The recent CBP/AILA liaison (referenced in earlier posts) highlights a disturbing interpretation of Canadian entry rules. Although CBP is not always the ultimate arbiter of this issue, it is a development to watch.
CBP usually does not provide an I-94 with an exit date to Canadians that enter though land borders. These entries are considered valid for six months, which is the maximum entry for a B visa holder.
Because no end date is provided at entry, the prevailing interpretation has been that no “unlawful presence” accrues for a Canadian provided no exit date unless another government agency specifically tells that person to leave (such as in a decision denying another immigration benefit).
CBP confirmed again that it considers unlawful presence to accrue upon the passage of six months from the date of entry if steps are not taken to extend or change the person’s status.
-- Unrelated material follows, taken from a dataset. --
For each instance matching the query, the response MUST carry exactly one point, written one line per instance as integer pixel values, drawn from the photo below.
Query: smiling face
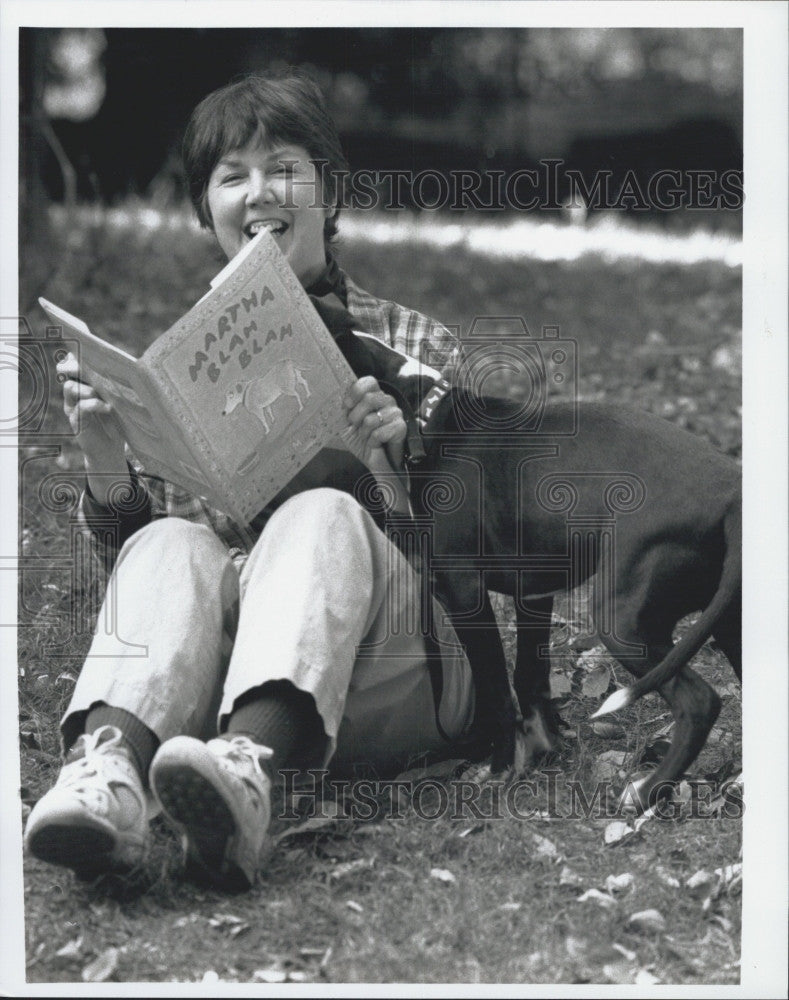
(276, 187)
Unlawful presence of more than 180 days will subject a person to a 3-year bar on immigration. Unlawful presence of 1 year or more will subject a person to a 10-year bar. The bars are triggered upon exit from the U.S. They do not apply to a person who is under 18.
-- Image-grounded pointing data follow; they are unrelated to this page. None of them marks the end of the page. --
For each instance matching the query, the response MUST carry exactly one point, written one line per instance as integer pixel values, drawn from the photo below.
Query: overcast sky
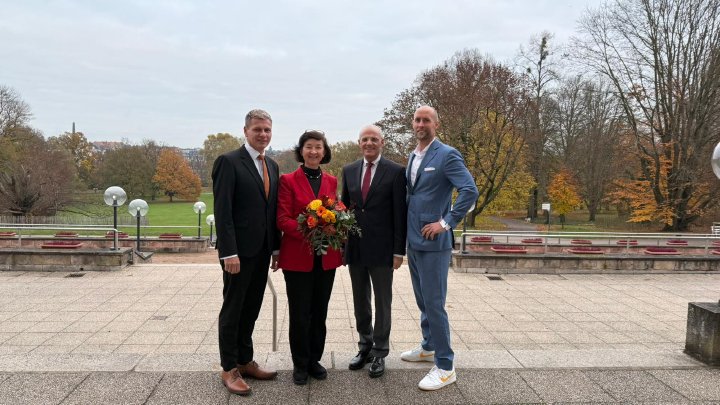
(178, 70)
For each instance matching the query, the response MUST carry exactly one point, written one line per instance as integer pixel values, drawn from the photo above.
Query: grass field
(178, 215)
(181, 218)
While often CBP is not involved in deciding if a person is unlawfully present because applications are made to USCIS when a person is physically inside the U.S., it is possible that CBP’s interpretation could catch people unaware who have left the U.S. not realizing that they “overstayed” an imaginary exit date.
Canadians should note the date that is six months from their entry date and be sure to file for a change of status, extension of stay or to leave the U.S. before that date to avoid an unhappy surprise in their immigration future.